Slam, hip hop, rap… Ces genres musicaux contemporains ont certes leurs chefs d’œuvre, mais parfois, il faut reconnaître que les textes qu’ils supportent naviguent entre la vulgarité et la naïveté, le simplisme navrant et la violence gratuite. Rien de ça dans Mourir tendre du dramaturge haïtien Guy Régis Jr, grâce au travail acharné de la troupe Erapop qui devrait renvoyer certain·e·s auteurs et autrices de slam, notamment, à leur table de travail.
Avec l’appui de leur mentor Christian Lapointe, Antoine Pelletier, Késia Demers et Gabriel L’Archevêque ont mis en musique un texte ample, poétique, profond. Une tragédie amoureuse sur fond de guerre, de vengeance, de trahison.
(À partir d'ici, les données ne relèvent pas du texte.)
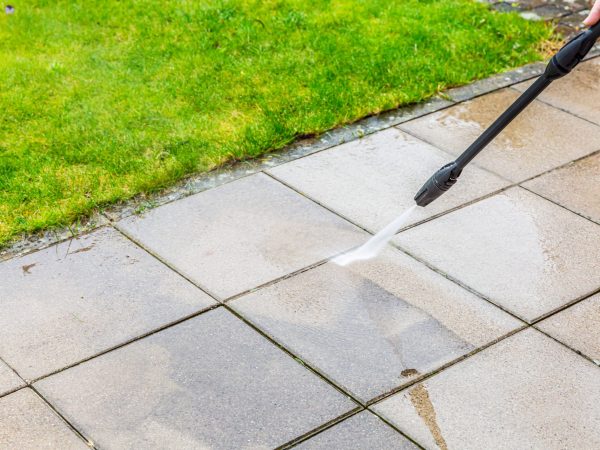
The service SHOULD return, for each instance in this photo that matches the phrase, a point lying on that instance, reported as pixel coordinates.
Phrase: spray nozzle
(439, 183)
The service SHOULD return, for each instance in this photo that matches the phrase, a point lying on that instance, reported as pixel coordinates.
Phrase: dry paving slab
(362, 431)
(575, 186)
(9, 380)
(519, 250)
(73, 300)
(577, 93)
(209, 382)
(371, 179)
(578, 327)
(27, 423)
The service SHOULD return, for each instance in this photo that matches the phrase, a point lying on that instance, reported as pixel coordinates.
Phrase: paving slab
(372, 180)
(26, 422)
(540, 139)
(374, 326)
(527, 391)
(209, 382)
(9, 381)
(363, 431)
(243, 234)
(574, 186)
(578, 327)
(521, 251)
(73, 300)
(577, 93)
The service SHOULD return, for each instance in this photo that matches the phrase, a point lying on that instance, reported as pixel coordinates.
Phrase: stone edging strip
(202, 182)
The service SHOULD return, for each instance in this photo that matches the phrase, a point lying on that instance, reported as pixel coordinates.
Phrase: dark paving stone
(209, 382)
(364, 431)
(71, 301)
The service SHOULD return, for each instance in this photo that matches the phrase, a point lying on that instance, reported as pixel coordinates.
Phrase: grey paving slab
(71, 301)
(527, 391)
(243, 234)
(574, 186)
(209, 382)
(26, 422)
(540, 139)
(372, 180)
(520, 250)
(578, 93)
(578, 327)
(364, 431)
(374, 326)
(9, 380)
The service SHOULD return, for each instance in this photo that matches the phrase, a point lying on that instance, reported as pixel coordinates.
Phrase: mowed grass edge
(101, 101)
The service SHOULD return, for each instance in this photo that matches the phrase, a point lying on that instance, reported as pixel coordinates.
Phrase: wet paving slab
(577, 93)
(517, 249)
(9, 380)
(372, 180)
(73, 300)
(540, 139)
(27, 422)
(209, 382)
(361, 431)
(527, 391)
(575, 186)
(374, 326)
(578, 326)
(243, 234)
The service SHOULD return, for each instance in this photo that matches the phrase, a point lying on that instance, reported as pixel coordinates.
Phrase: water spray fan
(560, 65)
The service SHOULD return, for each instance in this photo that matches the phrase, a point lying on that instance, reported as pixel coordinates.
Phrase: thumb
(594, 15)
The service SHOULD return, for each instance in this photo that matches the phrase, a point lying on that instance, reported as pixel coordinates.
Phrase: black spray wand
(560, 65)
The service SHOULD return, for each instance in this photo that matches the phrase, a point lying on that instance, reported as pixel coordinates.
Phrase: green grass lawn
(100, 101)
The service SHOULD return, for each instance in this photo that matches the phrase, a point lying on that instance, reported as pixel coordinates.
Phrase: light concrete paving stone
(519, 250)
(377, 325)
(540, 139)
(209, 382)
(577, 93)
(527, 391)
(243, 234)
(9, 380)
(71, 301)
(364, 431)
(578, 327)
(574, 186)
(26, 422)
(372, 180)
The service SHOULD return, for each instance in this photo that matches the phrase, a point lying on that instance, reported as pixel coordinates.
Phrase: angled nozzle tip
(439, 183)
Et la musique, à base de rythmes divers et de basses fréquences, s’avère le parfait complément des longs monologues répétitifs qui constituent le texte. Le trio a découvert une voie intéressante pour mettre au goût du jour des « classiques » que l’on croyait démodés.
Le texte de Guy Régis Jr est contemporain, évidemment, mais il s’appuie sur des formes et des sujets classiques. Il raconte le destin tragique d’une femme, Perpétue, qui rêve d’amour et d’enfant, mais qui ne trouvera sur son chemin que violence et abandon. Comme interlocuteurs, l’ombre d’un amoureux et un chœur lui répondent, assurant une image plus grande que nature à ce drame intime.

La trame narrative fait beaucoup penser au travail du Français Laurent Gaudé dans plusieurs de ses écrits pour la scène ou le genre romanesque. Dans le même style, on se rappellera d’ailleurs la prestation extraordinaire d’Emmanuel Schwartz, dirigé par Denis Marleau, dans Le tigre bleu de l’Euphrate, une texte de Gaudé traitant de la vie, et surtout, de la mort d’Alexandre le grand.
Même chose ici dans la vision large et mythique de Guy Régis Jr. Mourir tendre devient un spectacle musical, mais il ne pourrait aller bien loin non plus s’il n’était pas porté par des interprètes issus d’une formation théâtrale qui savent bouger, utiliser leurs regards, leurs corps et leur voix pour amplifier ou nuancer.
Antoine Pelletier, Késia Demers et Gabriel L’Archevêque maîtrisent un texte difficile dans une mise en scène dynamique et y ajoutent même une touche d’humour en chantant une partie du texte sur une musique ressemblant à un chant choral populaire du type We Are the World…
Bref, il y a là quelque chose de fort original, pétillant et intelligent qui nous donnent déjà envie de voir la prochaine production de la troupe Erapop. Ils ont Stravinski dans la mire, ni plus ni moins.